I can see that being a possible solution. When I was looking at the DO sensor it can use multiple factors for compensation, like temperature and salinity. While right now Im doing compensation all onboard the RPI, its quite possible to run the scripts inside HA and publish commands out to several sub topics rather than stacking it all in one and slicing it up.
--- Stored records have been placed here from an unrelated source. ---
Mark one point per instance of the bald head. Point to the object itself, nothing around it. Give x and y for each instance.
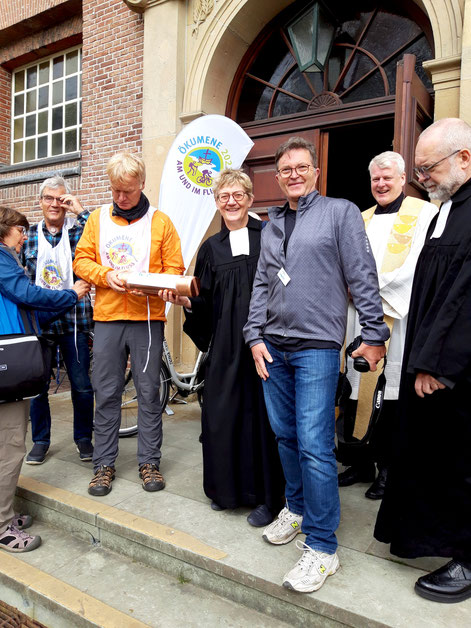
(444, 151)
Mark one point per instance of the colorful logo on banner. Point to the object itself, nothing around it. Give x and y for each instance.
(199, 165)
(200, 152)
(120, 254)
(51, 276)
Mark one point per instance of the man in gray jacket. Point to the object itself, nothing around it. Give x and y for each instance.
(313, 250)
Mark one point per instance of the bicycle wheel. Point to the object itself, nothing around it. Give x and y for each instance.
(129, 400)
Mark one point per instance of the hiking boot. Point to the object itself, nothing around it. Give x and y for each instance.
(152, 479)
(101, 481)
(14, 540)
(311, 570)
(84, 449)
(285, 527)
(37, 454)
(21, 521)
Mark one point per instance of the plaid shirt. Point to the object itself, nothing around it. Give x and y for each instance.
(64, 324)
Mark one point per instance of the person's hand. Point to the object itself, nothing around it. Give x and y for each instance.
(260, 354)
(371, 354)
(71, 202)
(170, 297)
(81, 287)
(114, 282)
(426, 384)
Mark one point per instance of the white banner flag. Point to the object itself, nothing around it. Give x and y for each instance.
(199, 153)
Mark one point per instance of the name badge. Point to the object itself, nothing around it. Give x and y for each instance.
(284, 277)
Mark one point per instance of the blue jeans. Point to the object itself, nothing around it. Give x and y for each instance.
(81, 391)
(300, 399)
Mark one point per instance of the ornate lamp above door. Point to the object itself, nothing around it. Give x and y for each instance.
(312, 34)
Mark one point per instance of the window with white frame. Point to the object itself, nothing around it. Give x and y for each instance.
(47, 107)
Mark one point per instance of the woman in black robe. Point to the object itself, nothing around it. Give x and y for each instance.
(240, 456)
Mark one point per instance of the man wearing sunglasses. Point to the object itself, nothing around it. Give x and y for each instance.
(313, 249)
(426, 509)
(48, 255)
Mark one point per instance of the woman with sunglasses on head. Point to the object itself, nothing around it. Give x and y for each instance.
(240, 457)
(16, 291)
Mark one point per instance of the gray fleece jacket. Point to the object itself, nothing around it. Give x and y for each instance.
(328, 252)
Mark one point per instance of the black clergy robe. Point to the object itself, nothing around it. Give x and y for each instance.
(240, 456)
(426, 510)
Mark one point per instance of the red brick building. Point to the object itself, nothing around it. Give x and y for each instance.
(70, 94)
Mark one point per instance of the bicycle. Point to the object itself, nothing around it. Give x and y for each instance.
(184, 384)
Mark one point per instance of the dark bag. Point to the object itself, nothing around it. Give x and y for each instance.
(25, 364)
(344, 390)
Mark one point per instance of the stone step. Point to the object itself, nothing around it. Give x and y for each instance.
(366, 592)
(68, 582)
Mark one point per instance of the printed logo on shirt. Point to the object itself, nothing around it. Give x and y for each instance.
(51, 276)
(121, 253)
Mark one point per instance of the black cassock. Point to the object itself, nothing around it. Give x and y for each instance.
(240, 456)
(426, 510)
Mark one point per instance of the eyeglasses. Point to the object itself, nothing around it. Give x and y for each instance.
(300, 170)
(50, 199)
(237, 196)
(424, 171)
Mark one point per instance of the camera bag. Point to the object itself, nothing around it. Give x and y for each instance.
(25, 363)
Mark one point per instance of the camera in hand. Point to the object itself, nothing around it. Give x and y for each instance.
(359, 364)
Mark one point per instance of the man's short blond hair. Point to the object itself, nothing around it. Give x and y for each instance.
(125, 164)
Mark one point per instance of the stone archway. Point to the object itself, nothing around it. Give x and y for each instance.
(226, 34)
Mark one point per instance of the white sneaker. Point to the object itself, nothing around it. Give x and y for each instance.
(311, 570)
(285, 527)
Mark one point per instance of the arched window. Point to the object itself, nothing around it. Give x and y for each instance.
(369, 41)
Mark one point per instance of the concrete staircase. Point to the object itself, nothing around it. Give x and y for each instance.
(166, 559)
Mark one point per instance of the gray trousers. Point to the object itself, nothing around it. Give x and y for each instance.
(13, 422)
(112, 343)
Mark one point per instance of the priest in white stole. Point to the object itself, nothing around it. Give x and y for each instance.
(396, 228)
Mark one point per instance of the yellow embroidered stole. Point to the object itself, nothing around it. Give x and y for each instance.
(396, 252)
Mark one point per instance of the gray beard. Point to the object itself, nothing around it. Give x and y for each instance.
(444, 191)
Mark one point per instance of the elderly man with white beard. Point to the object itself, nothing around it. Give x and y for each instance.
(426, 509)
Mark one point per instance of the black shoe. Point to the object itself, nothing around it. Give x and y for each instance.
(376, 490)
(352, 475)
(84, 449)
(216, 506)
(38, 453)
(101, 481)
(450, 583)
(152, 479)
(260, 516)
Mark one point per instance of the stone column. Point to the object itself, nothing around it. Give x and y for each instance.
(465, 92)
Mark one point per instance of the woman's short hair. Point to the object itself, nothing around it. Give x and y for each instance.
(54, 183)
(231, 176)
(11, 218)
(125, 164)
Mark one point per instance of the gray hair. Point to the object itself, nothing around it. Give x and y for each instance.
(54, 183)
(454, 134)
(384, 160)
(296, 143)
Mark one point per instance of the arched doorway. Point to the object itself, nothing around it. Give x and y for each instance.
(353, 109)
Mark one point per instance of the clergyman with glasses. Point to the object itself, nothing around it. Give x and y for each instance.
(240, 458)
(396, 227)
(48, 255)
(313, 249)
(426, 507)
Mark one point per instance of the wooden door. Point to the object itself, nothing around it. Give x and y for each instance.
(413, 113)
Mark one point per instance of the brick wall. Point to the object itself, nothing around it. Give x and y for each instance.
(112, 38)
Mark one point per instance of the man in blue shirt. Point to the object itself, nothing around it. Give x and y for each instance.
(48, 255)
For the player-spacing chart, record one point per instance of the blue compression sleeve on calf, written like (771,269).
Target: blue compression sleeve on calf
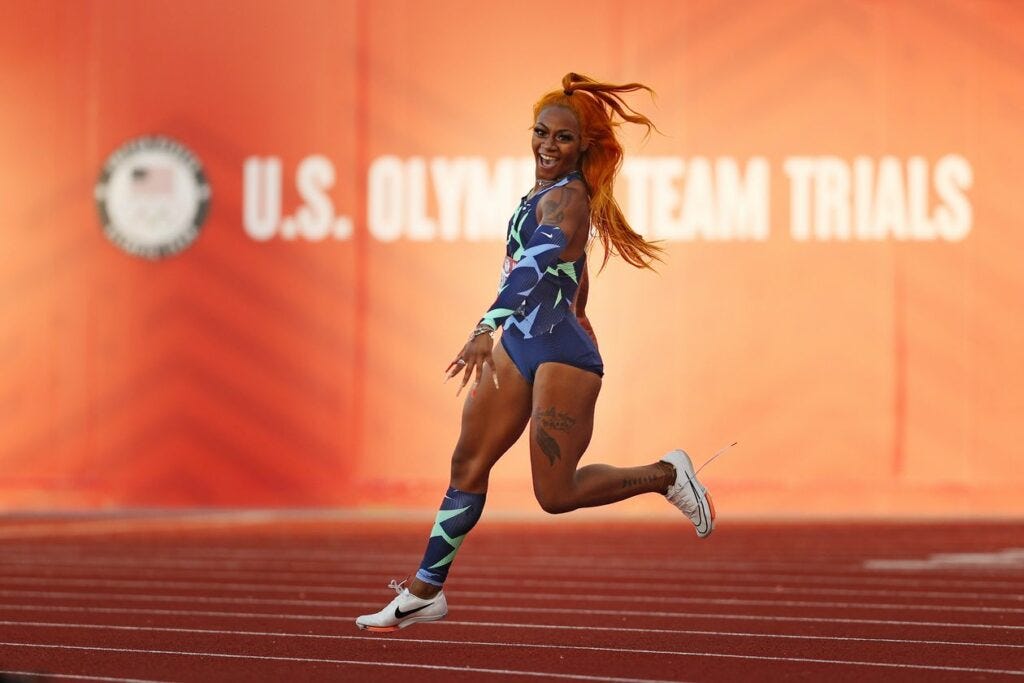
(458,515)
(540,254)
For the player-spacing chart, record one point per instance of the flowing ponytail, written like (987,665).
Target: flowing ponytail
(595,104)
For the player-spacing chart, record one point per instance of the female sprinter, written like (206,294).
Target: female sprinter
(547,371)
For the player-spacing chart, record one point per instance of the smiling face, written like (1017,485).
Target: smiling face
(557,143)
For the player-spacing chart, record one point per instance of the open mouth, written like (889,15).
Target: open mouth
(545,161)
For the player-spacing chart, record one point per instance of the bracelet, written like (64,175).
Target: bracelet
(481,329)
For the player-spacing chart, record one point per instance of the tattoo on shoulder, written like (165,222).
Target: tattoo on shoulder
(553,419)
(549,445)
(554,205)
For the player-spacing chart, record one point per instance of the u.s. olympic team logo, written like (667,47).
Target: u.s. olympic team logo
(153,197)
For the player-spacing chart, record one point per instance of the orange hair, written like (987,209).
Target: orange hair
(594,104)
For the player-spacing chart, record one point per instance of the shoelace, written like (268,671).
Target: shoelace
(710,460)
(676,492)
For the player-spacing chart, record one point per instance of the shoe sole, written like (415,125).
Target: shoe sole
(706,506)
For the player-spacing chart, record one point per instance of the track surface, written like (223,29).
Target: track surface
(189,599)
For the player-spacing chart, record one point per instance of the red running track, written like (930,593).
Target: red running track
(256,598)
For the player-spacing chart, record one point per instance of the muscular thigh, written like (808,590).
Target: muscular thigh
(493,419)
(562,422)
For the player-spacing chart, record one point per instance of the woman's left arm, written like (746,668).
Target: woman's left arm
(580,304)
(562,213)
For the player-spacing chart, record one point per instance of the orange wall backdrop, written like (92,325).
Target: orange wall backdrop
(836,183)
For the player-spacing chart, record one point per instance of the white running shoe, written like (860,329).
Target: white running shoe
(404,610)
(688,495)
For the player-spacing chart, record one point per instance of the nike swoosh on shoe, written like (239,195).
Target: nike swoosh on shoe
(400,614)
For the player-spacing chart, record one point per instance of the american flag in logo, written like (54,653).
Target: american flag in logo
(153,179)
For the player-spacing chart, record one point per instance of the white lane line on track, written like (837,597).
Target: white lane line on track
(532,610)
(724,602)
(491,625)
(468,578)
(577,563)
(51,674)
(474,565)
(360,590)
(395,665)
(759,657)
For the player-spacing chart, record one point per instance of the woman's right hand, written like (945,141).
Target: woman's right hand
(474,355)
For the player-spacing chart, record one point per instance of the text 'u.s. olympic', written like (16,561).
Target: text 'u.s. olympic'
(446,199)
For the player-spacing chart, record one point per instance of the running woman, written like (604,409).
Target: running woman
(547,371)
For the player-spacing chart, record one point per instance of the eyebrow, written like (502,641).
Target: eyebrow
(557,130)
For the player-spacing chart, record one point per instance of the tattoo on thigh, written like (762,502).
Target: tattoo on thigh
(553,419)
(549,445)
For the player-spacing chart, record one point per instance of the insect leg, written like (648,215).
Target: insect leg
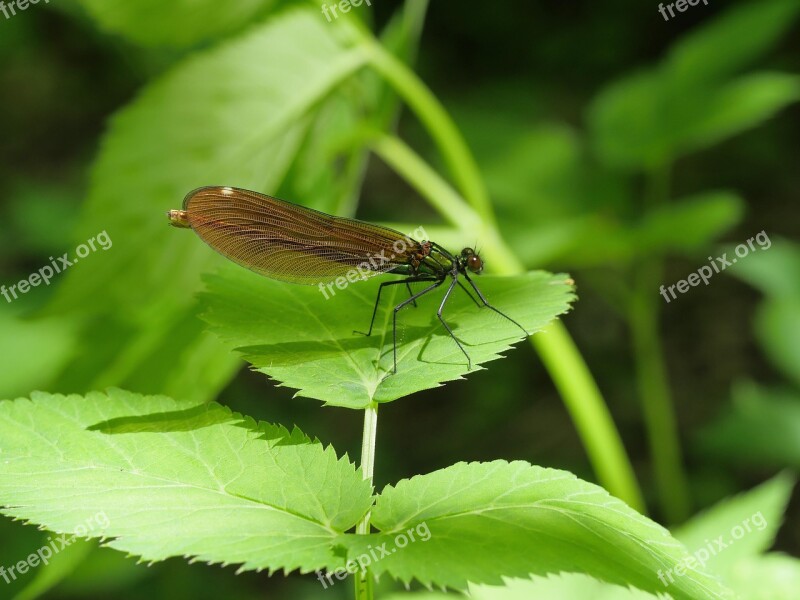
(486,304)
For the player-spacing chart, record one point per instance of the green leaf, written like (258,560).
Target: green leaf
(178,23)
(761,428)
(236,114)
(164,478)
(770,577)
(746,524)
(778,332)
(33,351)
(730,43)
(776,273)
(307,342)
(685,103)
(742,104)
(480,522)
(59,567)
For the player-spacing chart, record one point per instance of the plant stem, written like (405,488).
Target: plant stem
(556,348)
(458,159)
(651,373)
(363,579)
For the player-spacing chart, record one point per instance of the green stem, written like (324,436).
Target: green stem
(458,159)
(559,354)
(651,374)
(363,579)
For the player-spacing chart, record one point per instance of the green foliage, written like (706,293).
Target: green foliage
(153,154)
(312,346)
(767,420)
(692,100)
(177,479)
(197,480)
(152,23)
(512,519)
(741,563)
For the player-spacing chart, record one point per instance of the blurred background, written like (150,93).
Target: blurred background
(616,146)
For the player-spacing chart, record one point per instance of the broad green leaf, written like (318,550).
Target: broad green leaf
(161,478)
(561,587)
(687,225)
(762,428)
(235,114)
(731,42)
(739,527)
(480,522)
(740,562)
(178,23)
(58,568)
(303,340)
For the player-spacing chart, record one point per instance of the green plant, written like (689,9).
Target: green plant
(177,475)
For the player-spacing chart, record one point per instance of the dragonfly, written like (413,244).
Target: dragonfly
(296,244)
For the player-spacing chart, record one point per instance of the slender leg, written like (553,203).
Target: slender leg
(466,291)
(397,309)
(378,299)
(486,304)
(410,293)
(446,326)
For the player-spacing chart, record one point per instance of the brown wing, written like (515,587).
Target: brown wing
(292,243)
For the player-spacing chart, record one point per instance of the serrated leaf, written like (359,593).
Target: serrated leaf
(297,337)
(746,524)
(177,23)
(235,114)
(778,332)
(688,224)
(770,577)
(164,478)
(485,521)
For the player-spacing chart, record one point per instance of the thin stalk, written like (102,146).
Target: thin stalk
(556,348)
(457,157)
(651,374)
(364,581)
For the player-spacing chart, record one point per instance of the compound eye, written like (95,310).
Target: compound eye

Hell right now I have the EC sensor publishing every attribute it can and slice it up in the default order, but turning one attribute off would break my entities. I think I want to attempt to build up devices rather than entities, or even make my individual RPIs into devices with connected entities. I’m getting the impression an entire integration package could be made rather than just running scripts on RPI’s and manually building up every single entity and automation.
I agree and I’ve seen this done with other integrations.